Biografi Nabi Muhammad: Pernikahan dengan Sayyidah Khadijah hingga Hijrah ke Madinah (Bagian II)
Nabi Muhammad menikah
dengan Sayyidah Khadijah binti Khuwailid ketika berusia 25 tahun—sementara
Sayyidah Khadijah berumur 40 tahun. Keduanya mengarungi bahtera rumah tangga
selama kurang lebih 25 tahun, hingga Sayyidah Khadijah wafat. Dalam rentang
waktu itu, Nabi Muhammad berumah tangga secara monogami—hanya dengan Sayyidah
Khadijah saja dan tidak menikah dengan wanita lainnya.
Sebelum dipersunting
Nabi, Sayyidah Khadijah sudah pernah menikah dua kali. Pertama, dengan Atiq bin
Abid dan memiliki seorang putra bernama Abdullah. Kedua, dengan Abu Halah
(Hind) bin Zurarah dan memiliki tiga orang anak, yaitu Hind, al-Harits, dan
Zainab. Setelah suami pertama meninggal, Sayyidah Khadijah baru menikah dengan
suaminya yang kedua.
Begitu pun ketika
menikah dengan Nabi Muhammad. Sebagai seorang saudagar kaya dan terhormat—meskipun
sudah pernah menikah dua kali, Sayyidah Khadijah disenangi banyak laki-laki.

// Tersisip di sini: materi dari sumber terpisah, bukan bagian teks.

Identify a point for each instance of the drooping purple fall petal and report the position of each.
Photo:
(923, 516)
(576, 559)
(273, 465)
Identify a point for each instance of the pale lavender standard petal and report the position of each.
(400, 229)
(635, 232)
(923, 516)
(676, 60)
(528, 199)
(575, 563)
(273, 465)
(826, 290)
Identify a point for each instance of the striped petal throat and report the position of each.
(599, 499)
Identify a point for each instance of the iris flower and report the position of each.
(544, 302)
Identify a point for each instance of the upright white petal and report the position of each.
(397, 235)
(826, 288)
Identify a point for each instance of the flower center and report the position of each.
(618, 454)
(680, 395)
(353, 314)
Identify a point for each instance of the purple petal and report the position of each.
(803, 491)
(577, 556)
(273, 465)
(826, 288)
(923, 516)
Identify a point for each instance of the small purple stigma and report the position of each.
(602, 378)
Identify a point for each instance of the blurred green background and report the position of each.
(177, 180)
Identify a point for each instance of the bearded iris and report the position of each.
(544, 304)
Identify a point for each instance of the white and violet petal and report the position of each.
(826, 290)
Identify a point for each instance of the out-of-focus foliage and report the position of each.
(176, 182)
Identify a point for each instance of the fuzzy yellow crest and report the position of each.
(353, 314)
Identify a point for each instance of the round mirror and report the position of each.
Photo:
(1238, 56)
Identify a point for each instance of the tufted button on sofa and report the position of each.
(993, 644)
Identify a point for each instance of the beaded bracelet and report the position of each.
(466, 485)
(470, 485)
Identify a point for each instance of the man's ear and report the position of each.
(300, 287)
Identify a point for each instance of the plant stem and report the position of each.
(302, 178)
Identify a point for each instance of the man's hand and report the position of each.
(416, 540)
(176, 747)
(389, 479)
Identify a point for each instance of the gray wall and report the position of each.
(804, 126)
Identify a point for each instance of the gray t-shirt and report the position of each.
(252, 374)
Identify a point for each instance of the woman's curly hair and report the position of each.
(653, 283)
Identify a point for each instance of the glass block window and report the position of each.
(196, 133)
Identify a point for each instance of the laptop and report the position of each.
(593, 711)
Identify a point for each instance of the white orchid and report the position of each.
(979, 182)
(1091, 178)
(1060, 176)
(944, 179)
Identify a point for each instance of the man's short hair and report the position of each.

Banyak pria yang berminat untuk mempersuntingya. Namun, pilihan Sayyidah
Khadijah malah jatuh kepada Nabi Muhammad. Seorang pemuda yang secara harta
tidak kaya-kaya amat.
Dalam buku Membaca
Sirah Nabi Muhammad dalam Sorotan Al-Qur’an dan Hadis-hadis Shahih (M Quraish
Shihab, 2018) disebutkan bahwa Sayyidah Khadijah memilih Nabi Muhammad untuk
menjadi suaminya karena dia menilai bahwa Nabi Muhammad adalah sosok manusia
yang sempurna kepribadiannya, baik sifat lahir maupun sifat batinnya. Bukan
karena penampilannya secara sepintas.
Menerima wahyu
pertama Nabi Muhammad saw pertama kali menerima wahyu ketika usianya 40 tahun.
Saat itu, beliau yang sedang berkhalwat atau bertahannus di Gua Hira menerima
wahyu yang pertama, yaitu Al-Qur’an Surat al-Alaq ayat 1-5, dari malaikat
Jibril pada malam ke-17 Ramadhan atau bertepatan dengan 6 Agustus 610 M.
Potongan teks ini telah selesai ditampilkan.